In the autumn, I liked
taking walks on rainy evenings through a local
cemetery. I still do this. I like reading the names on the old
headstones,
figuring out when the person died, trying to guess what they may have died
of.
A man dying in his early 20s in the nineteen-twenties, possibly the
Depression
or the Flu epidemic? A teenager dying in the early '50s, maybe polio.
A
couple dying together in the mid 1960's most likely a car accident. Of
course,
soldier's graves are marked well, with their rank engraved and a Bronze
Star
on a post next to it. I would wonder who keeps those there and looking
nice.
My husband and I have
already got our grave plots picked out. We received
them for my birthday about ten years ago as a gift from my parents.

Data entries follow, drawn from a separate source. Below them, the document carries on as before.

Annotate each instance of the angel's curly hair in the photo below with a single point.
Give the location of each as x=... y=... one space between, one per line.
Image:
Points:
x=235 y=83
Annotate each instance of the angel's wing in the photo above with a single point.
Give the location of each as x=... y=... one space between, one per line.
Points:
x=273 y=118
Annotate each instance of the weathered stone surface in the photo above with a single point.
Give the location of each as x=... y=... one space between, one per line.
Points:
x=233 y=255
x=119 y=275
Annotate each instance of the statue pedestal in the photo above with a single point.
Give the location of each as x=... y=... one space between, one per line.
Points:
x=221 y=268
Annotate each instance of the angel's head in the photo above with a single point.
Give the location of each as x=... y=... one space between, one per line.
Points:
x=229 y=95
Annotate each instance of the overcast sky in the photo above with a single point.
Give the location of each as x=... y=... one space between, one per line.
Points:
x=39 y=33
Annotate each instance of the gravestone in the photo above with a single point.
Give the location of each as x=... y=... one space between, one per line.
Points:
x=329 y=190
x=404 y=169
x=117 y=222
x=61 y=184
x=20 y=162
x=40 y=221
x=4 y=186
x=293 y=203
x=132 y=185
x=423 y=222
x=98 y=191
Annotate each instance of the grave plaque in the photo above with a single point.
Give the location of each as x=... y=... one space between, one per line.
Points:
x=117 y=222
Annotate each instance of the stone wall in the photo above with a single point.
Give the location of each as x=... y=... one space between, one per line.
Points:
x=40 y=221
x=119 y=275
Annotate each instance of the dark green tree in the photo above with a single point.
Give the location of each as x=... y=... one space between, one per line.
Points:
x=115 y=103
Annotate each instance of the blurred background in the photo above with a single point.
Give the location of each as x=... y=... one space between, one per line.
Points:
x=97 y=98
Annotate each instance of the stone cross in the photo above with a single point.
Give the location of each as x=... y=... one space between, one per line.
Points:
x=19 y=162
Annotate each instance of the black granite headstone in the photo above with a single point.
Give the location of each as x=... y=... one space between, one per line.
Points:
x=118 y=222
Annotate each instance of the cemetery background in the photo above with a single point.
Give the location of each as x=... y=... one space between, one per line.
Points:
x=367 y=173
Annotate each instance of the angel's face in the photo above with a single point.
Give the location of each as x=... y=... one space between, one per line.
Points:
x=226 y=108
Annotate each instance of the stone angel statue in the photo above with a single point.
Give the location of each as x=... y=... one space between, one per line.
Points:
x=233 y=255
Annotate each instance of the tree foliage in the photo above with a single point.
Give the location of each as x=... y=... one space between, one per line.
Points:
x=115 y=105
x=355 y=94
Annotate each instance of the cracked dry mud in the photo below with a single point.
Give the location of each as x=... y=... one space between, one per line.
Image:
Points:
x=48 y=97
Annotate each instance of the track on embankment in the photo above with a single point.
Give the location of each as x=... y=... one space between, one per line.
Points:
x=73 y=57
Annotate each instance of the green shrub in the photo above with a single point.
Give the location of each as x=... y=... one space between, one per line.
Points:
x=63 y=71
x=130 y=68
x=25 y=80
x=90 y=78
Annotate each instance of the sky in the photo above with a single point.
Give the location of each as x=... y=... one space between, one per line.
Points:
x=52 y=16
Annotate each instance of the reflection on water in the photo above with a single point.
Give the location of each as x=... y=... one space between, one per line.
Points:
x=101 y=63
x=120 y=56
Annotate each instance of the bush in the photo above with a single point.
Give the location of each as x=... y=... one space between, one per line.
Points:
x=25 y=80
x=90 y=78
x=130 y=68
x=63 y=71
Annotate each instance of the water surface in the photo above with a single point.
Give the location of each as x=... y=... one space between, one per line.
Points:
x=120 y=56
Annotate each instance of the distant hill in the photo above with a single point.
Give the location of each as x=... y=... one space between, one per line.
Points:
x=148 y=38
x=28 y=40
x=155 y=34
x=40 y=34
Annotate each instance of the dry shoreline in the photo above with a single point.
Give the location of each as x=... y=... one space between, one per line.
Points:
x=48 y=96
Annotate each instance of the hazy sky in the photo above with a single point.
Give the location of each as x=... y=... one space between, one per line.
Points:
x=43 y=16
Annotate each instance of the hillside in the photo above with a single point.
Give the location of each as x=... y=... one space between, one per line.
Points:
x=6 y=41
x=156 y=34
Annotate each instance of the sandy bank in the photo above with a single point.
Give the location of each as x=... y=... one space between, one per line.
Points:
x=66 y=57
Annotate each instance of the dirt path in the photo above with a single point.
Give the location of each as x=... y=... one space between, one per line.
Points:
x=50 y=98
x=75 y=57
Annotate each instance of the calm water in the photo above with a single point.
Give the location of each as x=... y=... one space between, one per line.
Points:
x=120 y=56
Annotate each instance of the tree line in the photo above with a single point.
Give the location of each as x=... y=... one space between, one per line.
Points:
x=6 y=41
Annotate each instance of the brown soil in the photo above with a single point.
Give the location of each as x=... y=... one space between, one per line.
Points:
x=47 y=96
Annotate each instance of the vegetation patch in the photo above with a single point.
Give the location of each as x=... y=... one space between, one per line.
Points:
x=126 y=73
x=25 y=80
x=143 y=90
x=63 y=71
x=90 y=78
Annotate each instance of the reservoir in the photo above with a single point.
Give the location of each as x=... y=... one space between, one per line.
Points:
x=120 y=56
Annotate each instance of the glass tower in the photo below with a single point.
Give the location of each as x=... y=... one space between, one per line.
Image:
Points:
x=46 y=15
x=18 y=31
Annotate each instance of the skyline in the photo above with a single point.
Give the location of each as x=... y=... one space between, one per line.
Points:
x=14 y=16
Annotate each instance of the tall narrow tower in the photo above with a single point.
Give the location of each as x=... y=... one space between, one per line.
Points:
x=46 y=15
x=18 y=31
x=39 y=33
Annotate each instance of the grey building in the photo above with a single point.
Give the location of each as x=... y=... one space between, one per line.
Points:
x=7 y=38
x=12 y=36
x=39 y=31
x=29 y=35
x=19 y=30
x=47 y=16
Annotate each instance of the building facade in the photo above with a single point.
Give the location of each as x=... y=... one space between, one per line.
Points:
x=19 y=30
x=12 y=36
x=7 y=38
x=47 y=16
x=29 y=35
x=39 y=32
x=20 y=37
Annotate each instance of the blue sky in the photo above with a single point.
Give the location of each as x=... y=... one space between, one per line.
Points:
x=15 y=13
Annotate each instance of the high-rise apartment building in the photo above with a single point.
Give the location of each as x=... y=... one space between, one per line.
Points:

What
an
odd gift, many said, but I thought it was a great idea. The gift of an
eternal
place to leave our walking shells behind.
Actually, I think if I
had a choice, and since I am a donor, I would leave
everything to be donated. I have made my wishes known to my husband to use
every part of me that can be used, then put the rest into a cardboard box,
put it
in the ground, no vault, no formaldehyde, and just plant me somewhere
where
I can turn into worm food. Whatever God wants to bring back, I think He
has
the ultimate power to do. Call me morbid, call me mulch.